Go to a BSA forum and search on oil pressure light. You will find hundreds of posts on the oil pressure light on A65's and A50's coming on while idling on warmed up engines. My 70 Thunderbolt does it all summer. Most people choose to ignore it if it goes out when rpm gets to 1500. I think the general consensus is the light comes on at about 10 psi or less, but running 5 psi at idle won't hurt the engine. I would hate to have the wiring connected to the oil light on the Thunderbolt. Everytime you slowed down the lights would go off, pretty dangerous in traffic. Not sure how this translates to a Commando but I wouldn't be surprised if the Commando may see similar low pressures while idling. Norton and BSA both run a similar style intermeshing gear pump.
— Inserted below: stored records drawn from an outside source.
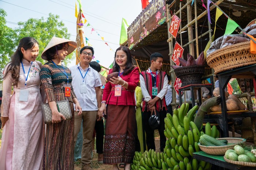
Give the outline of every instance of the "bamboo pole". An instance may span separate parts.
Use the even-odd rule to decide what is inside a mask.
[[[196,9],[196,0],[194,1],[195,5],[195,16],[197,16],[197,13]],[[197,19],[196,17],[195,18],[195,24],[196,25],[196,58],[198,58],[199,55],[199,50],[198,50],[198,33],[197,32]],[[196,56],[196,55],[195,55]]]
[[[207,34],[207,33],[209,33],[209,31],[211,32],[210,31],[206,31],[206,32],[205,32],[204,33],[203,33],[203,34],[202,34],[201,35],[200,35],[200,36],[199,36],[198,38],[198,39],[200,39],[200,38],[201,38],[201,37],[202,37],[204,36],[205,35],[206,35],[206,34]],[[194,39],[193,40],[192,40],[191,41],[189,42],[188,43],[187,43],[187,44],[185,44],[185,45],[184,45],[184,46],[182,46],[182,47],[186,47],[186,46],[187,46],[188,45],[188,44],[189,44],[191,43],[192,42],[194,41],[195,41],[195,40],[196,40],[196,39],[195,38],[195,39]]]
[[[219,4],[221,3],[224,0],[219,0],[218,1],[216,2],[216,4],[219,5]],[[210,7],[210,11],[212,10],[212,9],[214,9],[214,8],[216,8],[216,6],[215,6],[215,5],[211,5],[211,7]],[[189,27],[190,27],[191,25],[193,25],[195,22],[196,19],[197,19],[197,20],[200,19],[202,18],[203,16],[204,16],[206,15],[206,14],[207,14],[207,10],[206,10],[203,12],[201,14],[199,15],[197,17],[195,18],[195,19],[194,19],[193,20],[192,20],[191,22],[190,22],[189,23],[188,23],[188,24],[185,25],[185,27],[184,27],[183,28],[182,28],[182,29],[181,30],[180,30],[178,32],[178,34],[180,34],[182,32],[184,31],[185,29],[186,29],[187,28]],[[168,39],[168,40],[167,40],[167,42],[169,42],[170,41],[170,39]]]
[[[167,19],[170,19],[170,8],[166,8],[166,14],[167,14]],[[170,21],[170,20],[169,20],[169,21]],[[168,29],[169,28],[169,27],[170,27],[170,22],[168,22],[167,23],[167,32],[168,32],[168,37],[169,38],[172,38],[172,35],[169,32],[169,31],[168,31]],[[169,55],[170,56],[170,62],[171,64],[171,66],[173,66],[174,65],[174,63],[173,62],[173,61],[172,60],[172,54],[173,53],[173,41],[172,41],[172,40],[168,42],[168,45],[169,46],[169,52],[170,54],[170,55]],[[175,81],[175,75],[174,73],[174,72],[173,71],[173,69],[171,67],[171,79],[172,80],[172,87],[173,87],[173,85],[174,84],[174,81]],[[175,90],[174,90],[173,88],[172,88],[172,94],[173,94],[172,95],[172,99],[173,101],[175,101],[176,102],[176,91],[175,91]],[[176,105],[175,106],[173,106],[172,107],[172,109],[173,110],[174,109],[176,108]]]
[[[175,1],[174,1],[173,2],[175,2]],[[175,13],[175,14],[176,15],[178,15],[178,14],[180,13],[180,11],[181,11],[182,10],[184,9],[185,9],[185,8],[186,8],[188,5],[190,4],[190,3],[192,2],[192,0],[190,0],[188,1],[188,2],[187,4],[184,5],[184,6],[182,7],[181,8],[180,8],[180,10],[178,10],[177,12],[176,12],[176,13]],[[180,5],[181,5],[181,3],[180,3]],[[169,22],[170,21],[170,20],[173,18],[173,16],[172,16],[171,17],[170,17],[170,18],[169,18],[167,20],[166,20],[166,23]],[[181,19],[181,17],[180,17],[180,19]]]
[[[187,0],[187,3],[188,3],[189,1],[189,0]],[[190,23],[192,20],[192,15],[191,14],[191,5],[187,5],[187,11],[188,19],[188,23]],[[192,24],[191,24],[188,28],[188,37],[189,41],[191,41],[191,40],[193,39],[193,25]],[[194,56],[193,48],[194,43],[193,42],[189,44],[189,54],[192,56]]]

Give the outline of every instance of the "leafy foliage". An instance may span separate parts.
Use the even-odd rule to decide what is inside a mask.
[[[25,22],[18,23],[18,26],[14,29],[6,25],[6,12],[0,8],[0,69],[3,68],[10,60],[11,57],[16,50],[20,40],[25,37],[31,37],[38,42],[39,55],[37,60],[43,64],[45,61],[41,57],[41,54],[53,36],[70,39],[70,34],[59,16],[51,13],[45,19],[30,18]],[[75,51],[67,56],[64,61],[65,64],[75,57]]]

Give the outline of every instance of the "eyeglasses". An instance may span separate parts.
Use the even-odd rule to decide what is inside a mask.
[[[84,55],[88,55],[88,56],[89,57],[91,57],[93,56],[93,54],[91,53],[87,53],[87,52],[86,52],[85,51],[83,51],[82,52],[82,53],[83,53],[83,54]]]

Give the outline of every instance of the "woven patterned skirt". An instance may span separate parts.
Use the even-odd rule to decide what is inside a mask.
[[[103,163],[131,163],[135,152],[135,107],[108,105]]]
[[[73,170],[74,167],[74,107],[69,102],[72,118],[46,124],[43,170]]]

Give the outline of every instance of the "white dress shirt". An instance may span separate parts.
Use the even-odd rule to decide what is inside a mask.
[[[147,72],[150,73],[150,71],[149,68],[147,70]],[[160,72],[159,70],[157,70],[157,72],[158,74]],[[155,76],[155,74],[153,74],[153,76]],[[146,87],[146,84],[145,83],[145,80],[143,76],[141,74],[140,75],[140,87],[141,87],[141,90],[142,92],[143,96],[144,97],[144,101],[146,102],[148,102],[150,100],[152,99],[150,95],[147,91],[147,90]],[[151,85],[151,84],[150,84]],[[167,92],[167,87],[168,86],[168,79],[167,76],[165,76],[163,80],[163,88],[159,92],[157,96],[157,97],[160,98],[161,100],[162,100],[163,97],[165,96],[166,93]]]
[[[80,63],[77,65],[71,67],[69,69],[72,76],[72,86],[83,111],[98,110],[98,103],[95,87],[101,85],[101,81],[99,73],[90,66],[88,68],[83,70],[80,66]],[[84,76],[87,70],[88,70],[84,79],[83,78],[81,75],[79,69],[81,71],[83,76]],[[80,87],[82,84],[86,84],[86,93],[81,93]]]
The light on my t140 never comes on even when idling in the summer but it has a different style twin plunger pump. Maybe it is more efficient at low rpms? One thing is for sure it doesn't wet sump like the Nortons and BSA.
 
Norton very quickly discontinued the oil pressure guage option in about a season after freaked out owners reporting ZERO pressure shown at hwy speeds yet they lasted as long as usual. So might want to put a gauge on first to see if normal operation in your particular engine stays above switch threshold - if not > keep upping oil grade thickness til it does or not. I've had a couple events of oil filter or hose pumping out oil a switch might of protected engine but I caught the lack of oil before damage by checking at stops and by testing traction before hitting the dangerous twisties to feel like a low air tire alert that turned on over oil tire patch instead. Still encourage the experiment on your time and money the rest of us chance takers can learn from. My prediction is you will be frustrated with shut downs in summer sitting at a stop light or sign or pulling into gas station with everyone getting off on your Commando looks and sounds that dies about the time you pull clutch and release throttle to stop.
 
That's a good question. What oil pressure should the Commando run at. I must admit, I just ride and forget. The bike ought to have an oil pressure warning light at least though. Maybe one day I will organise it. Have to source longer banjo bolts to do this or maybe make them. should be easy enough. I once had to do a quick repair on a float bowl when the banjo bolt stripped the thread on the bow [p the day I was heading out on a long ride before a National rally ]. drilled and fitted a 3/8 UNF helicoil and modified a 3/8 UNF bolt to do the job. still going strong. Dereck
 
A simple way to accomplish your goal, is to use a "latching" circuit on the relay. The pressure switch trips the relay coil, then a NO contact in the relay self energizes the coil (latching it). Once latched, the pressure switch can open, but the coil remains energized. You must have a NO set of contacts on the Ignition or key Sw, and when placed in the coil circuit will break the latch when the Ign. Sw. is turned off.


oil pressure switch in Commando electrical system



The relay. must be rated 15 amps min. but 20 would be better. Divide the wattage of your stator by 12 to get the minimum amps.